CIUDAD DE MÉXICO – Un nuevo mapa satelital de alta precisión ha revelado que la Ciudad de México se está hundiendo a un ritmo de 25 centímetros por año, una de las tasas de subsidencia más aceleradas registradas en cualquier metrópoli a nivel mundial. El informe, basado en datos recopilados entre octubre de 2025 y enero de 2026, advierte sobre el daño irreversible a la infraestructura crítica de la capital.

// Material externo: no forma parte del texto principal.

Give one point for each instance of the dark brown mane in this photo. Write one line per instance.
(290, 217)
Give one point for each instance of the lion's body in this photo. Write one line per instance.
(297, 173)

La medición fue posible gracias a la misión NISAR, un satélite de tecnología avanzada desarrollado conjuntamente por la NASA y la agencia espacial de la India (ISRO). La capacidad de este sensor para atravesar nubes y vegetación permitió cartografiar con un detalle sin precedentes cómo el suelo de la cuenca del Valle de México está cediendo de manera desigual.
Un siglo de colapso silencioso

El fenómeno es consecuencia directa de la geología local y la actividad humana. Al estar construida sobre el lecho arcilloso de un antiguo lago desecado, el terreno es naturalmente inestable; sin embargo, décadas de bombeo intensivo de agua subterránea han compactado estas capas de arcilla, acelerando el desplome.
El impacto acumulado es devastador:
Hundimiento histórico: En menos de 100 años, algunas zonas de la ciudad han descendido más de 12 metros.
Infraestructura en riesgo: El proceso ha generado fisuras constantes en el sistema del Metro, fracturas en la red de drenaje y fugas masivas en el suministro de agua potable.
Respuesta oficial: Aunque los efectos son visibles en edificios inclinados y grietas urbanas, el reporte de la NASA subraya que el gobierno apenas comienza a integrar estos datos satelitales en planes de estudio y mitigación con la seriedad que exige la crisis.
Esta nueva radiografía espacial sirve como una advertencia urgente para las autoridades capitalinas sobre la necesidad de transformar el modelo de gestión del agua y reforzamiento urbano antes de que los daños en las viviendas y el suelo se vuelvan insostenibles.